As director, Sundine said her biggest challenge rests “with the fact that there isn’t a lot of activity. In ‘Carmen’ there’s more action, dancing. That’s not true with ‘Luisa.’ But the drama is so strong, and our cast is so strong and gifted vocally and dramatically that we’re able to convey a tremendous amount of emotion in a production that isn’t relying on lots of activity and movement.”
Unlike some singers who may study past performances and productions of certain roles, Fortunata said she tries “not to be influenced by outside aspects. After I perform something, I get interested to see how other people do it and if I were to watch one, I would watch a crazy out-there production. I just try to keep going back to the score, seeing what’s written there and what I can mine.”
DeRenzi said there is a tendency for some singers to “learn so much through listening to a specific recording that they lose that sense of discovery.”

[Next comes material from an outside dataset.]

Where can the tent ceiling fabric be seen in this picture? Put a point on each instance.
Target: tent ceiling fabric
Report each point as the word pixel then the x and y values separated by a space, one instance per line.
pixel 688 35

At Sarasota Opera, singers like Fortunata are given the time to fully immerse themselves in their roles, with weeks of rehearsals and a large number of performances (there are six for “Luisa Miller.”)
We have the luxury of a great rehearsal period here to get into these details, talk about something technically or blocking-wise, so by the time you step on stage in front of an audience, you are thinking as the character,” Fortunata said. “If I’m listening to someone, I’m just listening as Luisa and just having a natural reaction.
Being reunited with Dávila and Rivera eases the process.
“We know how we perform,” she said. “We know who we are as people, there’s so much trust. I know how Rafi is going to sing. I think it makes us all better. You don’t have to fake anything.”